You’ve probably heard me say this many times, but Detroit is currently offering some of the best food in the country. I don’t think the city gets enough credit for the high quality cuisine that is available. I’m fortunate enough to be a 45 minute drive on I-94 away from a culinary goldmine.
I had the privilege of visiting Vicente Cuban Cuisine in Detroit this past weekend. It’s not the easiest thing in the world to find a good Cuban joint, but when Cuban cuisine is done right, it is easily among my favorite foods. The combination of Spanish, Caribbean and even some African influences make for some incredible flavors that usually come in plentiful, sometimes even epic, portions. I have eaten at Cuban restaurants in Key West, FL, which boasts of having some of the best Cuban food outside of the island itself, and I have to say that Vicente tops those easily.
Vicente was opened up by a family who immigrated to the U.S. from Cuba in 1967. The decor and atmosphere is simple but perfect – not too overdone, like many bullshit ethnic restaurants, but not too simple, like many modern upscale restaurants. Vicente’s menu ranges from classic pressed Cuban sandwiches and home-style Cuban entrees to authentic Spanish entrees and tapas. Dine inexpensively or go all out and have Cuban or Valencian paellas. Unfortunately the paellas take 45 mins or I would have chosen that as my dinner.
We started out the meal with a pitcher of white Sangria. The waiter recommended the white over the red and I couldn’t thank him more. The white Sangria is the most delicious Sangria I have ever had. It is a sweet taste with peaches and apples with a cinnamon aftertaste that you can taste on your lips minutes after your drink. I honestly have never had anything like this, alcoholic or not. This stuff is legit. After two glasses we were both, as I like to call it, fuzzy faced.
For my starter, I couldn’t pass up on the lobster bisque. I can’t say more than this was rich and creamy with that great, subtle lobster flavor. No big chunks of lobster here, just brothy goodness.

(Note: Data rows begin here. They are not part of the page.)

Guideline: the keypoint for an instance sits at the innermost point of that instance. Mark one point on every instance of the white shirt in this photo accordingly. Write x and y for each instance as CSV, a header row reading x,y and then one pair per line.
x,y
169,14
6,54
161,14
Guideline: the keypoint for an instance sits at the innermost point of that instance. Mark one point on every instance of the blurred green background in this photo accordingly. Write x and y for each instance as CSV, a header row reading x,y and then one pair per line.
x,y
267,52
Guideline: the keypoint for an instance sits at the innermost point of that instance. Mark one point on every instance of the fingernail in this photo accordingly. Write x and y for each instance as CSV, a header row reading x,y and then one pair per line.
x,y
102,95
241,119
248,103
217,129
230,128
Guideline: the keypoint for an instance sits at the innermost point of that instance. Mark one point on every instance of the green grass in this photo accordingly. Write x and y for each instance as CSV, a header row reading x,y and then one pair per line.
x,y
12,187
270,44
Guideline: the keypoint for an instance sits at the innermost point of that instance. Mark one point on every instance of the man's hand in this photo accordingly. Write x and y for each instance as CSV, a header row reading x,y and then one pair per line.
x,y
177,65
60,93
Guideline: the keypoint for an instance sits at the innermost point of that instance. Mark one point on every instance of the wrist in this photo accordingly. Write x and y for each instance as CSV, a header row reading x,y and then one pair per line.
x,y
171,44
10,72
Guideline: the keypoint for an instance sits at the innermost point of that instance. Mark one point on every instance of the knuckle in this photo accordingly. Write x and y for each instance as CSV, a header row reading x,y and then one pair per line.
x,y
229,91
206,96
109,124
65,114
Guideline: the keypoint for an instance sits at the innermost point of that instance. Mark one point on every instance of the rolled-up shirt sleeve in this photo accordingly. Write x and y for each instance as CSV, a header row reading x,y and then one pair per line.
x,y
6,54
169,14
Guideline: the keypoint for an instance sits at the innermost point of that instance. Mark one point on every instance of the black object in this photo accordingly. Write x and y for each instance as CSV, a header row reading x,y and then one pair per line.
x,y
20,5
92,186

It was rough actually choosing something for my main course. Everything on the menu was tempting. I ended up going with the Pato a la Naranja, which is a semi-boneless half duck which was roasted until golden brown. It was topped with a Grand Marnier orange sauce which was incredible. I could drink that sauce for breakfast every morning. The outside of the duck was crispy, and the inside was nice and juicy which is a change from a lot of tough duck I’ve had in the past.
Stephanie went with the Gratinado del Chef. This dish was by far the most interesting of the night. It contains shrimp, scallops, and mushrooms sauteed with shallots. It’s then Flambeed with Spanish brandy in a creamy tomato sauce and served in a puff pastry shell with sauteed vegetables and sweet plantains. When I saw it on the menu, the puff pastry scared me off, but it soaked up the sauce and went great with the fillings.
Rob went with the tapas menu, which turned out to be a good choice. On the left is the Tamal Cubano, which is a homemade Cuban corn tamale with bits of pork meat and topped with onions and garlic mojo, and I honestly can’t remember what the dish on the right is. Sorry to drop the ball on that one, but when you’re having a meal as good as this one you mess up a note every now and then. The Sangria could have played a part in that as well.
Lisa went with Comarones Crillos, which is Jumbo shrimp sauteed in olive oil, minced garlic, white wine, lemon juice, red pepper flakes, and parsley flakes and served with white rice, sweet plantain, and avocado salad. I have a thing with shrimp, and it involves crying. Thankfully, Lisa took this picture because I was feeling a little emotional.